At first she did not register that the quiet voice was calling to her. She no longer thought of herself with that name.

“Nicole … It’s me, Cormac Shea.” Her shoulders stiffened and she paused and half swung in his direction. “No, don’t turn around. Keep walking. Up ahead five strides there’s a stand of fir trees. Go in there. Look as if you mean to relieve yourself.”

This was the part of the journey that was most isolated, a stretch of road with no houses, not even cobbles, only hard-packed dirt beneath her feet. There was no
one in front of her to see her disappear into the copse that was now just ahead. But behind her? No. Cormac Shea would not have spoken if there was any chance they were observed. She had trekked through the wilderness with him long enough to know that.

The fir trees were at hand, Nicole pulled her skirts tight to her and stepped off the dirt road onto the fallen needles that covered the earth beneath the trees. The copse smelled of urine and she saw a couple of suspicious little mounds.


Bonjour, mademoiselle.
I am glad to see that you got what you wanted.”

He looked as she remembered him. Straight dark hair slicked back and tied behind his head, his face bronzed by the sun except for the white scar. “It is you,” she murmured.

“Did you expect an imposter?”

She gave a slight shake of her head. “No, not really. I knew your voice.”

“Oui, après tout …”

“Après tout,”
she agreed. “But no thanks to you. You broke your word and left me behind.” Oh! why had she said that? Now she had the sin of resentment to confess. Until this moment she had committed no sin and need tell no one of meeting Monsieur Shea. “Why are you here? Is it a secret? You must tell me?”

“Why would my presence be a secret?”

The arrival of the troops and of the new governor and Dieskau the great general had penetrated even the cloister of the Poor Clares. The nuns had spoken of these things the evening before during recreation. “There is talk of war. We are beginning a perpetual novena to Our Lady of Victory. If you—”
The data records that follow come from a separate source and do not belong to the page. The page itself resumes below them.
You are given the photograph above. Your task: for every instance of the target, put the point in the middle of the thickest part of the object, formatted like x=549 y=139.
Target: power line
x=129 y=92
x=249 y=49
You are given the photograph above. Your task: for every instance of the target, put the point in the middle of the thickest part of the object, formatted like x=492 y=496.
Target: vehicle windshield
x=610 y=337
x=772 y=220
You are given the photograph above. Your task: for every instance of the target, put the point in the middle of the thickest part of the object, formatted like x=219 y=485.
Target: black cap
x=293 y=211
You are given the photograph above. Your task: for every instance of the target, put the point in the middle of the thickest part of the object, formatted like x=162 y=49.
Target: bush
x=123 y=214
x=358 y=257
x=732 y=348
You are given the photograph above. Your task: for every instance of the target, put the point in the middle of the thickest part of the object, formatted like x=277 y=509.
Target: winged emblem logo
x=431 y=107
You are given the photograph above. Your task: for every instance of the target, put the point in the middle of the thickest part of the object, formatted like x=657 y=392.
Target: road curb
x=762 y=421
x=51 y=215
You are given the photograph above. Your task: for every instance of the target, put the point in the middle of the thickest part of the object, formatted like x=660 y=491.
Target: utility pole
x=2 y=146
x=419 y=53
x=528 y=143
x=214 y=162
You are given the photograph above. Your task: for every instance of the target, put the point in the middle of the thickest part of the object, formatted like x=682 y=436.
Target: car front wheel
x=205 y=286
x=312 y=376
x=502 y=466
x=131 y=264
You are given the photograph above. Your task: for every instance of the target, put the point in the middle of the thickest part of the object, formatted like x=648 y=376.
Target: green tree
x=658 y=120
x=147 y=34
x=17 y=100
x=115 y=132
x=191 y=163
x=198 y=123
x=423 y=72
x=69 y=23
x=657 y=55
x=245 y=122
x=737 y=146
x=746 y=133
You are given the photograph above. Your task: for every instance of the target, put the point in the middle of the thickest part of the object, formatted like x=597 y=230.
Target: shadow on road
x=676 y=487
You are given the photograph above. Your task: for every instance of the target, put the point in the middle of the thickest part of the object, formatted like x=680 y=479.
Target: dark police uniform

“You pray for French success?”

“Of course. So the Holy Faith may be proclaimed. The Indians must have the Gospel preached to them, Monsieur Shea—” Nicole broke off. Last night in her cell she had not been able to stop herself from thinking of the many things Quent had told her about the Indians. Père Antoine and Mère Marie Rose and all the authorities of the Church said that if the Indians died without baptism they could never enter heaven. For herself, she could not truly believe that. The Mohawk chief who had convinced Quent to take her to Québec—surely he was a good man who deserved heaven. It could not be his fault that he did not know that Jesus Christ was God. Would
le bon Dieu
penalize good people for their ignorance?

“Look, Mademoiselle Crane, I—”

“You must call me Soeur Stephane now. That is my name in religion.”

“Soeur Stephane, then. I didn’t come to argue with you about the afterlife. It’s this one that concerns me. Quent brought you to Québec, didn’t he?”

She nodded.
“Oui.”
She could not speak his name aloud. If she did it would burn in her mouth all day. The way it burned always in her heart. She had added
that to the reasons for her life of penance, that her beloved, though a heretic Protestant, might be allowed to enter heaven.

“Where is he now? I must find him, it’s urgent.” Corm could feel Memetosia’s deerskin medicine bag around his neck, beneath his hunting shirt.

“I do not think he is still in Québec,” she said. “It’s June. Monsieur Hale brought me here last September.”

Cormac was startled. Somehow he had made himself believe that everything was coming together, that the answers he sought were almost available to him. Finding Nicole here meant he would find Quent close at hand. As for the arrival of the French troops at the same time, it was all a sign. Just as Kekomoson’s dream and the appearance of Philippe Faucon had been a sign.

Nicole glanced anxiously up at the sliver of sky between the branches of the evergreens. The sun was almost directly overhead. “It is almost noon. They expect me at the bishop’s château.” She reached into the pocket of her habit and withdrew a small box. “Altar breads. For His Excellency. I must go.”